If performance is so limited by call overhead or bandwidth that one needs to start early and overlap OpenGL calls with updates, a humble optimization and redesign of the graphics is better than adopting complex multithreaded designs of dubious performance.

Omae Wa Mou Shindeiru

If you create your own message, you can use the parameters in the message to tell the other thread what happened. So you'd have a message of "HEY_TEXTURE_CHANGED" which you post to the GUI thread, and you could put a pointer to the main memory texture object in the message.

If you use your own message in this way rather than using the windows MW_PAINT, your main rendering thread can be smarter about how it handles the repainting for example it can say Aha! -- But that texture's not /visible/ so I get away with just uploading it and not re-render the scene...

Passing in (say) the texture id in the parameter means a lot less faffing about trying to find out /what/ changed when you parse the message at the other end.
Hey ho yall,
I was pretty busy so I didnt have a chance to read the replys up until now. And I think I'll use the PostMessage option. I am just not 100% sure that this really is one clean way to do it.
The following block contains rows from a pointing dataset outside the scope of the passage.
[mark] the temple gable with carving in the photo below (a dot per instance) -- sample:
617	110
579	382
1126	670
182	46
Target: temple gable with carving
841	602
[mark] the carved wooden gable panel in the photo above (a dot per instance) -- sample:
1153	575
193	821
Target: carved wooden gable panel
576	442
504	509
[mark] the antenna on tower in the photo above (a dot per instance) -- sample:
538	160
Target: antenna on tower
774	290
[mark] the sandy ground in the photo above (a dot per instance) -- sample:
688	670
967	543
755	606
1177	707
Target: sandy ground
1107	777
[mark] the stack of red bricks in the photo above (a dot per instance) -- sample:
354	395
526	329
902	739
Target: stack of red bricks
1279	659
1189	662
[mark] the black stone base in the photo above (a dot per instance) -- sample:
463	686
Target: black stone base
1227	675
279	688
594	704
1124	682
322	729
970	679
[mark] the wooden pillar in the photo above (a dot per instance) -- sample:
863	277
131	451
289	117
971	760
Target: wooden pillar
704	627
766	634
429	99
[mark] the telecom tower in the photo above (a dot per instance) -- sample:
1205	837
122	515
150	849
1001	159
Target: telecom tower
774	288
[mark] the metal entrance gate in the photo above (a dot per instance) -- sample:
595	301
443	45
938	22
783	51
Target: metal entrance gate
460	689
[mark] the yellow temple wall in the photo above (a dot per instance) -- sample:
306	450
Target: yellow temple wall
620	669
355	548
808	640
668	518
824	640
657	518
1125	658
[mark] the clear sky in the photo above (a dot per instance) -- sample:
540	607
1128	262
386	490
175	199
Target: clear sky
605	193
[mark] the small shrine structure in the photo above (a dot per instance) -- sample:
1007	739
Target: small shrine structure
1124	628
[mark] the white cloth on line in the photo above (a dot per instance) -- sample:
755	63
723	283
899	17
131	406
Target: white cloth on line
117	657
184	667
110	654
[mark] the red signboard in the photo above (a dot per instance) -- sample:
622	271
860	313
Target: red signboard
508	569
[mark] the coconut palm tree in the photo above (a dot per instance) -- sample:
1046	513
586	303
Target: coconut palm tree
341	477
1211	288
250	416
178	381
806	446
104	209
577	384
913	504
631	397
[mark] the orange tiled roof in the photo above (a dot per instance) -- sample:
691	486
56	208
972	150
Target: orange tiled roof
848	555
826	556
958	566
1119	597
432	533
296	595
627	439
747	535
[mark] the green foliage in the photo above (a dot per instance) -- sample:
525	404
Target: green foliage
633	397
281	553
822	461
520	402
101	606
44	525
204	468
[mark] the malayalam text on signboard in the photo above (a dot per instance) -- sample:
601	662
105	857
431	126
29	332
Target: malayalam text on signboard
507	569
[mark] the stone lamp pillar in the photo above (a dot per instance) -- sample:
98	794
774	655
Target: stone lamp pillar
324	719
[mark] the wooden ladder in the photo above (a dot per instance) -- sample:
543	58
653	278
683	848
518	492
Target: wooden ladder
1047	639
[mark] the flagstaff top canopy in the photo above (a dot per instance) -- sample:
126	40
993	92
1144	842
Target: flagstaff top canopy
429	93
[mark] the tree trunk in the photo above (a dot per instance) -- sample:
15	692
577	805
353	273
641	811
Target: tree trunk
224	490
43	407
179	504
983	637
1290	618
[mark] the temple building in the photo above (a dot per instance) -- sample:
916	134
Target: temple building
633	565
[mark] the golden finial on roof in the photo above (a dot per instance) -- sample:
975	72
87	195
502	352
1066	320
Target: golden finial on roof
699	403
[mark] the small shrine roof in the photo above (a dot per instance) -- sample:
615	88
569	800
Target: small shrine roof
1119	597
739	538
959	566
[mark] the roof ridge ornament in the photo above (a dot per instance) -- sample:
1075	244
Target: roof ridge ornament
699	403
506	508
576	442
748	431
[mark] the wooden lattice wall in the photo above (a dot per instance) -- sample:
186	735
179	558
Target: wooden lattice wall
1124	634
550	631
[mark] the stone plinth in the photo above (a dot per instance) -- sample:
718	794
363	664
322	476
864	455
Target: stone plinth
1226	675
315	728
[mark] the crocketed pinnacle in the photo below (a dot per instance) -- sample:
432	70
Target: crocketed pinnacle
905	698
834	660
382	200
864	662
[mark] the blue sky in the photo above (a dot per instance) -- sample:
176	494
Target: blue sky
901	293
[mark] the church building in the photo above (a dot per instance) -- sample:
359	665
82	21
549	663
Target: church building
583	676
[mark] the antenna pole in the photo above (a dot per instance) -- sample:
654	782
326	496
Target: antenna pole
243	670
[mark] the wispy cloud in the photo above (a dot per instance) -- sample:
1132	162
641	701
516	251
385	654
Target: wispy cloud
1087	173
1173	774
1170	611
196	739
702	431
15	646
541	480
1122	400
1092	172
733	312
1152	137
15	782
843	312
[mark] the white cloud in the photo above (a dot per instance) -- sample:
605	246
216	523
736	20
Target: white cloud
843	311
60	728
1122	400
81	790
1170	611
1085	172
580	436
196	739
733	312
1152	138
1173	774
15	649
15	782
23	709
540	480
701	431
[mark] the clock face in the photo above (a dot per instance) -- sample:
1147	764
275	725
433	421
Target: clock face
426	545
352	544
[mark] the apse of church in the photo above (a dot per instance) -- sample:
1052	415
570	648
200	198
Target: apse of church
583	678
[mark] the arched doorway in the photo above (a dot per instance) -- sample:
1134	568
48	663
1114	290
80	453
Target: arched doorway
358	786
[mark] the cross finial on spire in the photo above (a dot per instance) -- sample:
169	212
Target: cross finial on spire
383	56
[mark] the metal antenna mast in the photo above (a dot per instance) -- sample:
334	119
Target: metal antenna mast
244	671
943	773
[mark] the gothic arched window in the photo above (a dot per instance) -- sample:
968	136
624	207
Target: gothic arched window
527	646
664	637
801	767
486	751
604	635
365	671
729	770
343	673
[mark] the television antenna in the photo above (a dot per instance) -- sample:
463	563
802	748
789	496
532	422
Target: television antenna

I mean, most of the time, even if you call opengl function from an other thread, it works, but it might just as well crash at some point or do undefined weird stuff. So what I will do:
I will make my model available for both threads so that it can be altered. And for every time a change took place I send a PostMessage to the window that holdes the context.
Are there any objections? Am I doing this correctly? Is there maybe another better way to do it?
Thx for your help so far!
cherio Woltan
I'd say there shouldn't be a problem if both threads have access to the model's data unless you employ some locking mechanism.

Since PostMessage puts the message in the message queue of the window-owning thread this thread can re-render the scene whenever the data is ready (not locked). This thread should however be the only one to actually call OpenGL.